Curtis heard the click and laughed. “I thought I’d check out Amos,” he said, tipping the brim of his hat back and taking a quick appraisal of his surroundings: The tin-man water tower, the Wal-Mart, the strip malls and a Holiday Inn Express, all laid out in the shadow of I-70. He nodded approvingly. “Looks like a nice place,” he drawled, “I think I might stick around for a while.”
Molly’s throat was too dry to speak, but her finger worked the window control just fine. Forgetting her order, she turned the key and started her car, praying no one was behind her when she made a precipitous reverse maneuver and skidded out of the forecourt. Her heart was thundering in her ears, though she did not know precisely why. He hadn’t actually done anything!
Curt the so-called golf pro was laughing as he watched her drive away.
She shuddered. He was a weirdo, a creep. Creeps abounded everywhere, Molly knew that.
But this one scared her. And he looked drunk. At ten a.m.
She roared up to the police station and parked. Reaching into her glove box, Molly retrieved the slip of paper she had retained these past couple months: Six letters scrawled hastily in lip liner on the back of an Old Navy receipt.
It was an Arkansas plate number. And Uncle Mick was a cop.
Molly was a pretty blonde. But no one had ever accused her of being a dumb one.
Curtis tried to finish the last of Molly’s breakfast. She had paid for it already, and hey, who wants to waste food? But, as was typical these days, his appetite was low and coffee completely unnecessary.
Taking a right out of the Sonic, he swung past the Home Depot. A few well placed questions with a girl at the service desk told him Avery had phoned in sick that morning, which he figured was just as well. At least he knew where to find her. He passed a police car on the way back to his motel to gather his things, and another near Wal-Mart. A third car appeared at an intersection just beyond the school.
For a little town, Amos sure seemed to have a lot of cops.
Ten minutes later, he was pulling into Avery’s drive, pleased to see her old brown pickup parked outside. He figured it might be worth a couple thousand bucks once he cleaned it up a little. Considering the car and the wad of cash his ex had stolen from him, he was surprised to see she had moved down so far in the world. But then, that might be good news: She probably had cash stashed somewhere, and he could be on his way.
Avery came out her back door and stood on the porch. Dressed in muddy jeans, cowboy boots and her big flannel shirt, she was barely recognizable. Her dark blonde hair hung past her waist in a long, thick rope, and she wore no makeup whatsoever. Without the aid of lash extensions, her brown eyes seemed smaller, sharper than he had remembered. They were cool eyes.
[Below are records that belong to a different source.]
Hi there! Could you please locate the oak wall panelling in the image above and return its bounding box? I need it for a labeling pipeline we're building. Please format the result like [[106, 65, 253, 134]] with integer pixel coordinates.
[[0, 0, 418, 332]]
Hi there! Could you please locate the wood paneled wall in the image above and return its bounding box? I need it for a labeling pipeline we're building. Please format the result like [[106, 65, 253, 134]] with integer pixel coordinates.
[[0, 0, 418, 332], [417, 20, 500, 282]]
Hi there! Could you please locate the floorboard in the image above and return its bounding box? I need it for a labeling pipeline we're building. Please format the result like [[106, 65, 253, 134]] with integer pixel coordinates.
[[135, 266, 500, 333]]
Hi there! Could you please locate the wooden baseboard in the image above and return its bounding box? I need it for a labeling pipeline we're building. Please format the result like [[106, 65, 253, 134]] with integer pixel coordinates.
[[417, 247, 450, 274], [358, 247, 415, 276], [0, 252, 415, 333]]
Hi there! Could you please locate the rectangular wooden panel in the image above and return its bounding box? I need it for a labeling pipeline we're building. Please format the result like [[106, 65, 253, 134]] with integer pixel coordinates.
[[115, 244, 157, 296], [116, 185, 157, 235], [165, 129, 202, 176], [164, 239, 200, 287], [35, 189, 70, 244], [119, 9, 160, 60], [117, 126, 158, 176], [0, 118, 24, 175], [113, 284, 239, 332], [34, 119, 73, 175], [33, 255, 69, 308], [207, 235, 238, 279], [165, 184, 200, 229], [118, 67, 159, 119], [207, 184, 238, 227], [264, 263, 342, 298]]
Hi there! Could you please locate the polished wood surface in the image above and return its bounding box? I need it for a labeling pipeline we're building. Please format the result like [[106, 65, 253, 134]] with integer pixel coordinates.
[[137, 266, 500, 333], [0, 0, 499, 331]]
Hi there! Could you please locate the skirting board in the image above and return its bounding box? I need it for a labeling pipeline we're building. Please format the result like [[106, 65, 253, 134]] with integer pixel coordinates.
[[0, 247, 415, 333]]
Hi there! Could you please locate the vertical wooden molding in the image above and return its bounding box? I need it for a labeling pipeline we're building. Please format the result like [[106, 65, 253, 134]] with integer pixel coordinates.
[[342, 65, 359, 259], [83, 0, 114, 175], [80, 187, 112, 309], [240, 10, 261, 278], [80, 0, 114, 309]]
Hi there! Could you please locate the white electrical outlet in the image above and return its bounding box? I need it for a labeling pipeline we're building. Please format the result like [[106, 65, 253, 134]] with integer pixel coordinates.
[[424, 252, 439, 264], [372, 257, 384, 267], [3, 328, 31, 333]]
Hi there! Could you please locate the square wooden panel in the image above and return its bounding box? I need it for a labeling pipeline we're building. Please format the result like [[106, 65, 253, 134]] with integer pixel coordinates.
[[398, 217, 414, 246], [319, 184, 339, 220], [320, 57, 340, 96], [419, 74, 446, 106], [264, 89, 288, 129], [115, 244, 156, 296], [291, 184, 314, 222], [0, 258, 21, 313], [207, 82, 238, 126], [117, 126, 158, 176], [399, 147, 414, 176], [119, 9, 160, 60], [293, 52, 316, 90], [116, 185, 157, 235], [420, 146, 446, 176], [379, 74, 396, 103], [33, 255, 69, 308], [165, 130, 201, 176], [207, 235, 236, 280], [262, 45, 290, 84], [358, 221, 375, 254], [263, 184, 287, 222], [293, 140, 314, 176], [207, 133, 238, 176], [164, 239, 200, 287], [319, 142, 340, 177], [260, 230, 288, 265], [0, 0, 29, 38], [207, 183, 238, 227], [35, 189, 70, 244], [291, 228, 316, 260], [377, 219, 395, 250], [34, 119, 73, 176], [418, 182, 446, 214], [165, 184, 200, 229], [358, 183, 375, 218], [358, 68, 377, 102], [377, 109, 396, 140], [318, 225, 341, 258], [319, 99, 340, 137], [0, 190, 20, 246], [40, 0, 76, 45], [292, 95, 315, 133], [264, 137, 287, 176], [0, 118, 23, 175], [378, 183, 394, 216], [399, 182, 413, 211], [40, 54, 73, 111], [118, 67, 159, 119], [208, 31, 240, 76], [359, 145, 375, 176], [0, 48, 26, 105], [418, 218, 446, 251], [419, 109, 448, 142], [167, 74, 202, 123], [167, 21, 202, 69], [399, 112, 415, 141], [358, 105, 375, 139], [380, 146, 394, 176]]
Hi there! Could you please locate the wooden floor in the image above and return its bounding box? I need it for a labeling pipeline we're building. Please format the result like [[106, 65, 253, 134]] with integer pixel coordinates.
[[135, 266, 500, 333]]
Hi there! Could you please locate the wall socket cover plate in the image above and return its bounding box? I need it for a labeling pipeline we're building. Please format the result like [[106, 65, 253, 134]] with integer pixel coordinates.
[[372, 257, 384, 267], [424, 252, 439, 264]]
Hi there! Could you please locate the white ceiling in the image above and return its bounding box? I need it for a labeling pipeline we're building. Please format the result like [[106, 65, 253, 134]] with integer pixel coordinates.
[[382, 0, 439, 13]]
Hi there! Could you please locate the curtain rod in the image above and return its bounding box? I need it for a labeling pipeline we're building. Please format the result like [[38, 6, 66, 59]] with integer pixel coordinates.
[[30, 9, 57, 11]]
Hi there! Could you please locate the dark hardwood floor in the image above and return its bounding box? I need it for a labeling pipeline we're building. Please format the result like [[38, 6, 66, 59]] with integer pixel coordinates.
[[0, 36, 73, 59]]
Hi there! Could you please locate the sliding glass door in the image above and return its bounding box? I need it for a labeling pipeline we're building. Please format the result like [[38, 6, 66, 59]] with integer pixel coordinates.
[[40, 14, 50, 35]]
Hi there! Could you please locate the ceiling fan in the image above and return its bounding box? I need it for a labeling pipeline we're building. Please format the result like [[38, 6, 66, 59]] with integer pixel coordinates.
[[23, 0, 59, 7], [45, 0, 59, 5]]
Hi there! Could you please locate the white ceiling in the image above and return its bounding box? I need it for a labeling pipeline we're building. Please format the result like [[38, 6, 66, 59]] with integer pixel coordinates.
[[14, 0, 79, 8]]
Calculating eyes.
He decided he didn’t like them one little bit, and wondered how he had ever found her attractive in the first place.
But then, the pretty Waffle House waitress who had leaned over to refill his coffee little more than a year ago was not the same woman he faced today.
Oddest of all, Avery’s lips were smiling, even if her eyes weren’t. It was almost as if she expected him, and Curtis didn’t quite know what to make of that. He had been depending on the element of surprise to work to his advantage. Now, he suddenly felt off center.
He got out of the car and leaned against the hood. “Good morning, sunshine,” said Curtis, smiling broadly.
Unused to strangers, Baby pricked up his ears and snorted, sniffing the air. He began a slow trot to the fence line.